Sonucu önceki gün Cumhurbaşkanı Recep Tayyip Erdoğan açıkladı.
Türkiye Karadeniz'de Çaycuma-1 sahasında yapılan sondajda 58 milyar metreküplük yeni bir doğalgaz rezervi daha buldu. 540 milyar metreküplük rezerv de 652 milyar metreküp olarak güncellendi. Böylece Karadeniz'de gaz keşfi 710 milyar metreküpe çıktı. Yaklaşık metreküpünü 1.500 dolardan hesaplarsanız piyasadaki karşılığı 1 trilyon doları buluyor.
Buraya nasıl gelindi?
Fitili ateşleyen 2017'de dönemin Enerji ve Tabii Kaynaklar Bakanı Berat Albayrak oldu.

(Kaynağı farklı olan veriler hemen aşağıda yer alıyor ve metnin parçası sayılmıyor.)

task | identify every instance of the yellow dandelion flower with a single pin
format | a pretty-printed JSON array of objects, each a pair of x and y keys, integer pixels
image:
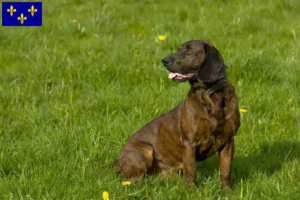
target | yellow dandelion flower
[
  {"x": 126, "y": 183},
  {"x": 242, "y": 110},
  {"x": 161, "y": 37},
  {"x": 105, "y": 195}
]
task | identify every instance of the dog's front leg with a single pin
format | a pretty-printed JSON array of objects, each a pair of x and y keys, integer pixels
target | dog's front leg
[
  {"x": 189, "y": 163},
  {"x": 225, "y": 159}
]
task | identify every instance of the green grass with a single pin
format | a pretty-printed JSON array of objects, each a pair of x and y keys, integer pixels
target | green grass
[{"x": 72, "y": 93}]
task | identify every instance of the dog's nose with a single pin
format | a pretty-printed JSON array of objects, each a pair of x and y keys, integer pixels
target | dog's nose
[{"x": 166, "y": 60}]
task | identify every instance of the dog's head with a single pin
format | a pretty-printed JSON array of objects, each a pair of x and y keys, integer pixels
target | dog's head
[{"x": 195, "y": 59}]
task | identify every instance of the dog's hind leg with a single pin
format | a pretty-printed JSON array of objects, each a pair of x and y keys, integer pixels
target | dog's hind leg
[{"x": 135, "y": 162}]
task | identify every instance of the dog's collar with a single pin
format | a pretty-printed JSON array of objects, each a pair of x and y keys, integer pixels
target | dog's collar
[{"x": 214, "y": 86}]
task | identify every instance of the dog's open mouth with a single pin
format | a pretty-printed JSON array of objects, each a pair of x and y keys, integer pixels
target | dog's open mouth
[{"x": 178, "y": 76}]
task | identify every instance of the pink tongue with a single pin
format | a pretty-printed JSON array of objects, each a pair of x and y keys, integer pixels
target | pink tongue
[{"x": 172, "y": 75}]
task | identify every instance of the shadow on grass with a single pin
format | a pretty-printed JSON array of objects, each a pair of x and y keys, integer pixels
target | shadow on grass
[{"x": 268, "y": 159}]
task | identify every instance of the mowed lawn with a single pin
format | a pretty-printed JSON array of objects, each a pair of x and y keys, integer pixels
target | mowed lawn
[{"x": 74, "y": 90}]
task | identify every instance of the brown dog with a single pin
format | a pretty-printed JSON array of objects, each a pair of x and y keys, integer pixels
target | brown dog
[{"x": 205, "y": 123}]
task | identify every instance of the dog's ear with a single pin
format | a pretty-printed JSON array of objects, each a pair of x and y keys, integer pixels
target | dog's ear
[{"x": 213, "y": 67}]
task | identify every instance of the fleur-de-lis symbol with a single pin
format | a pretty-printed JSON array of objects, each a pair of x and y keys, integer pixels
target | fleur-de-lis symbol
[
  {"x": 22, "y": 18},
  {"x": 11, "y": 10},
  {"x": 32, "y": 10}
]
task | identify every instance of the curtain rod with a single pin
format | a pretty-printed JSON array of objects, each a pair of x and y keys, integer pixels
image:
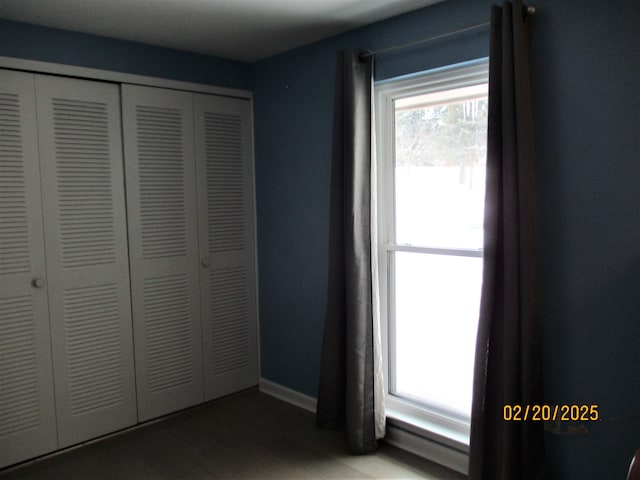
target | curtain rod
[{"x": 529, "y": 10}]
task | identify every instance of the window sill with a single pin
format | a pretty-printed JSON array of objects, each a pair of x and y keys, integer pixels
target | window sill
[{"x": 440, "y": 439}]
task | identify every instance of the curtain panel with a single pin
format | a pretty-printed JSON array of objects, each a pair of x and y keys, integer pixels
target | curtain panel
[
  {"x": 508, "y": 367},
  {"x": 346, "y": 394}
]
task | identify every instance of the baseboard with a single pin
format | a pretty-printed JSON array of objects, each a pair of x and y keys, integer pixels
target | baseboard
[
  {"x": 425, "y": 448},
  {"x": 420, "y": 446},
  {"x": 288, "y": 395}
]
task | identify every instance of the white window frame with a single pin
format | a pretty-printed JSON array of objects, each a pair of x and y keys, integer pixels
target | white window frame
[{"x": 430, "y": 424}]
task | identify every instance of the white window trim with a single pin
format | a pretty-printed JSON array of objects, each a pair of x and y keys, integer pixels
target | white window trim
[{"x": 449, "y": 436}]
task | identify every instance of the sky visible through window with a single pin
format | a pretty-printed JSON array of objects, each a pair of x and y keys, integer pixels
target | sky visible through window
[{"x": 440, "y": 153}]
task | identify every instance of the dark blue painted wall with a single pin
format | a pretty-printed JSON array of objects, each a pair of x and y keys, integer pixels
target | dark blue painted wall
[
  {"x": 586, "y": 64},
  {"x": 60, "y": 46}
]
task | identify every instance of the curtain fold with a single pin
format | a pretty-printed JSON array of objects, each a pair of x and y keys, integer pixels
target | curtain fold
[
  {"x": 508, "y": 367},
  {"x": 346, "y": 395}
]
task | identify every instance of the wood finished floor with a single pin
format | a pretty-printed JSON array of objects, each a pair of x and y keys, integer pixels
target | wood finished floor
[{"x": 247, "y": 436}]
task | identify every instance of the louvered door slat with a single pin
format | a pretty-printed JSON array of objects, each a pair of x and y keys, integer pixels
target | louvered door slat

Enerjiyi en önemli meydan okuma alanlarından biri olarak gördü. 'Milli Enerji ve Maden Politikası' vizyonunu çizdi. Ekibiyle beraber, bugüne kadar yabancı firmaların kazdığı kuyular, yaptığı sondajlarla Türkiye'de olmadığını söylediği petrol ve gazın peşine düştü. Yerli arama filosu kurulması için düğmeye bastı. Berat Albayrak'ın çizdiği hedefi halefi Fatih Dönmez devam ettirdi. O günden sonra hiçbir şey eskisi gibi olmadı...
2017'de Fatih gemisi TPAO envanterine katıldı. 2018'de Yavuz... 2020 başında Kanuni... Dünyada 7. nesil teknolojiye sahip 5 sondaj gemisinden biri olan Abdülhamit Han da 2022'de sefere başladı. 2 yıl geçmeden Türkiye Karadeniz'de kritik safhaya geldi. Sıra Akdeniz'de...
Gelelim maliyet hesabına...
İlk gemi (Fatih) alınırken epey pazarlıkların yapıldığını biliyorum. Petrol fiyatları düşüktü, gemilerin fiyatı da aşağı çekilmişti. 2018'de Albayrak'ın ekibi sıkı hazırlıklar sonucunda 600 milyon dolarla başlayan pazarlığı 154 milyon dolarla bitirdi. Yaklaşık 200 milyon dolar olan bir kuyu sondajının bile altında bir rakama... Hatta Norveç'ten alınan geminin finansmanı da 12 yıllık vadeye yayıldı. Kanuni Gemisi 37.5 milyon dolara alındı. Üzerine 165 milyon dolar masraf yapıldı. Yavuz Gemisi reaktivasyonla birlikte yaklaşık 300 milyon dolara mal oldu. Abdülhamit Han'ın maliyeti de bu civarda... Yani Türkiye'nin bu gemileri envantere almak için cebinden çıkardığı para yaklaşık 1 milyar dolar...
Bu rakam bugün herhalde bir gemi fiyatıdır...
Velhasıl Cumhurbaşkanı'nın açıkladığı keşfin değeri düşünüldüğünde Türkiye yerli filosuyla bire 100 kazanmış...
Diyebilirsiniz ki, eskiden olduğu gibi kiralama yoluna gidilseydi?
O zaman da ben şu soruyu sorarım:
Aynı şeyi tekrar yaparak, farklı sonuç beklenir mi?
Türkiye'de ve dünya istatistiklerinde 10 kuyudan 1 veya 2'sinde gaz veya petrol bulunuyor.
Geçmişte bizde de onlarca kuyu açıldı.
Vizyon, cesaret, kararlılık, başkaldırış olmasaydı, bu güne gelinir miydi?